Setting h(t) = 0, we have:

-4.9t^2 + 24.5t + 7.8 = 0

This is a quadratic equation that can be solved using the quadratic formula. Solving for t, we get two solutions:

t = (-24.5 ± √(24.5^2 - 4 * (-4.9) * 7.8)) / (2 * (-4.9))

Calculating the values under the square root, we find:

t = (-24.5 ± √(600.25 + 152.64)) / -9.8
t = (-24.5 ± √(752.89)) / -9.8
t ≈ (-24.5 ± 27.47) / -9.8

So the two possible times are:

t ≈ (2.97 / -9.8) ≈ -0.303 s
t ≈ (51.97 / -9.8) ≈ -5.306 s

Since time cannot be negative in this context, the cannonball will strike the ground after approximately 5.306 seconds.

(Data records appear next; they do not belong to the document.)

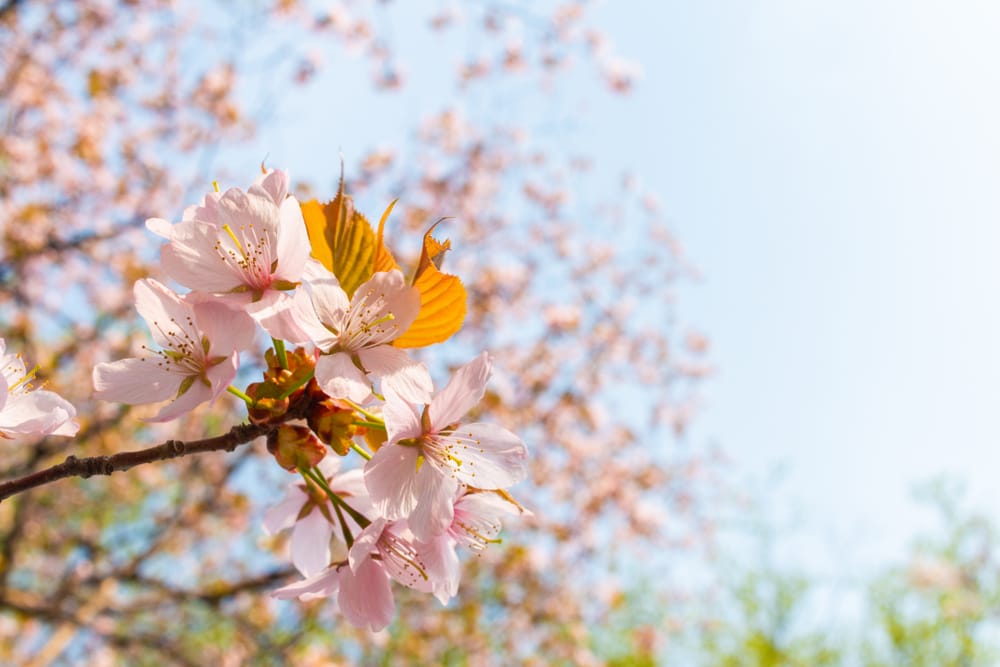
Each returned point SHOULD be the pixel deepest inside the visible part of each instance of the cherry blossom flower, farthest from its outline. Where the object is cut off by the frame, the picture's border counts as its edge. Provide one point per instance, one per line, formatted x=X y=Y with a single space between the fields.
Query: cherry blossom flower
x=416 y=474
x=28 y=411
x=355 y=336
x=475 y=525
x=250 y=249
x=200 y=356
x=311 y=517
x=382 y=552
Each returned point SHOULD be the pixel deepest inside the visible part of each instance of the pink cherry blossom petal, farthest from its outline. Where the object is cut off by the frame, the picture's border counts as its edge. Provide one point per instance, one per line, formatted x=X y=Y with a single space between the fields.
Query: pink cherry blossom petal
x=311 y=543
x=366 y=542
x=36 y=412
x=462 y=393
x=402 y=420
x=134 y=381
x=491 y=457
x=434 y=508
x=365 y=596
x=293 y=242
x=406 y=377
x=338 y=377
x=390 y=477
x=443 y=567
x=322 y=584
x=196 y=394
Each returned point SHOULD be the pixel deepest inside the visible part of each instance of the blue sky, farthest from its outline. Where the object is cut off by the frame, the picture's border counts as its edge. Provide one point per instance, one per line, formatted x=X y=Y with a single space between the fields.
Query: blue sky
x=832 y=169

In summary, the maximum height of the cannonball is 38.425 meters, it reaches its maximum height after 2.5 seconds, and it will strike the ground after approximately 5.306 seconds.

You know how to find the vertex of a parabola. That will give the maximum height.

It hits the ground when h=0. Sol solve that for t.